• Walk around your property, try and understand where water might flow or build up. Watch what happens when it rains to help you understand this.

  • Do those areas have any drainage to help water get away?

  • Are there solid structures preventing water flowing away, could these structures be altered to incorporate drainage, e.g. knock a brick from a wall holding water around a patio, reshaping lawns or areas around a house to deflect water away from sensitive areas.

  • Design garden structures, patios, paved areas to divert water away from thresholds.

  • Are drains and drainage grids clear of obstructions, fallen leaves, vegetation and litter?
    Set up a simple regime of maintenance to avoid these problems.

  • Can a drainage system be installed to control water flows on your land?
    It is important that you do not divert flows so as to flood other properties.
    Take advice if you intend to install drainage systems.
    Improper actions may have legal consequences.

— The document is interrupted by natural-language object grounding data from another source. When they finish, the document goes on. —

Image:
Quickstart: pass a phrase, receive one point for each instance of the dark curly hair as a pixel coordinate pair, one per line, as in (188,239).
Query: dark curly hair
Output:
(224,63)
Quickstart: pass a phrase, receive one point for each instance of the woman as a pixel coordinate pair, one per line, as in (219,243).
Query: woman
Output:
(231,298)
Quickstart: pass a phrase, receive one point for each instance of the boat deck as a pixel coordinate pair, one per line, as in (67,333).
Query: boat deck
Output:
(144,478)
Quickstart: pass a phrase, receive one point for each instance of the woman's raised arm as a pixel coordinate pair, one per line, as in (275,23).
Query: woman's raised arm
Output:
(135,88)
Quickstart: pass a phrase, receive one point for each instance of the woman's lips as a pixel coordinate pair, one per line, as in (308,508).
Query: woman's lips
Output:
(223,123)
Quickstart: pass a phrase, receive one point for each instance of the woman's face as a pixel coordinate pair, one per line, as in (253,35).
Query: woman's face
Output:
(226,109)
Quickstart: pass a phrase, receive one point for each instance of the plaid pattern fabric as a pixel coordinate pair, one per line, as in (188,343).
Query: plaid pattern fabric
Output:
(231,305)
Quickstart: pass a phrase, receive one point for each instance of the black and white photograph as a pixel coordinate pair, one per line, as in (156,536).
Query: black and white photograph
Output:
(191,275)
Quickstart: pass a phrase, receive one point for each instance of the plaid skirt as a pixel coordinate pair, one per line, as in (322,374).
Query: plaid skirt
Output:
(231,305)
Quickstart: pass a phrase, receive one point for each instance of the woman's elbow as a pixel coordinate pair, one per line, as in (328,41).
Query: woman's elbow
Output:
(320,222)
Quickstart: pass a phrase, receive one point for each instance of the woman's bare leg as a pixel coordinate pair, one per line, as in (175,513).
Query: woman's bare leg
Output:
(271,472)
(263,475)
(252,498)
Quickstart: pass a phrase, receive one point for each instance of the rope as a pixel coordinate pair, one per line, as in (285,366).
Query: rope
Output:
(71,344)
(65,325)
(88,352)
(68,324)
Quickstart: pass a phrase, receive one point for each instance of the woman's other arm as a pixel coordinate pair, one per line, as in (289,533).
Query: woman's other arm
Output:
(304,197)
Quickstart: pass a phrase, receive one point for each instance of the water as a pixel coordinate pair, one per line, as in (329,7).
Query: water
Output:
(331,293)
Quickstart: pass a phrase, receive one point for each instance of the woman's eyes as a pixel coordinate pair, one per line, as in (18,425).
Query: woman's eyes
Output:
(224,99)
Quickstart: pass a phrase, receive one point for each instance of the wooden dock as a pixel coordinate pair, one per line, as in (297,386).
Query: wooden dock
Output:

  • If you are new to an area, seek advice from someone who is familiar with the area as to what can happen during heavy rainfall.

  • If you have a stream or watercourse on your property, you may have obligations to ensure flow is maintained and not impeded by litter, fallen trees and overgrowth.
    You must not take any action to fill, pipe, dam or in any way hinder the flow in the watercourse or stream without a consent from the local authority and/or the Environment Agency.
    To do so may be an offence.

  • Listen to local weather forecasts.

  • Visit the Environment Agency’s web site to learn more about flash flooding and on how to protect your property.

What can I do if flooding seems likely?

  • Use sandbags against doors, air bricks and other access points to prevent water entering the building

  • As a suitable alternative for sand bags, plastic bags filled with soil or grow bags are very effective.

  • Plywood lined with polythene can also provide a suitable barrier. This is best if it is fixed to timber door frames, screwed or nailed, but will leave holes in the frame. These can easily be filled and painted afterwards, but may not be so easy to deal with in wood stained frames.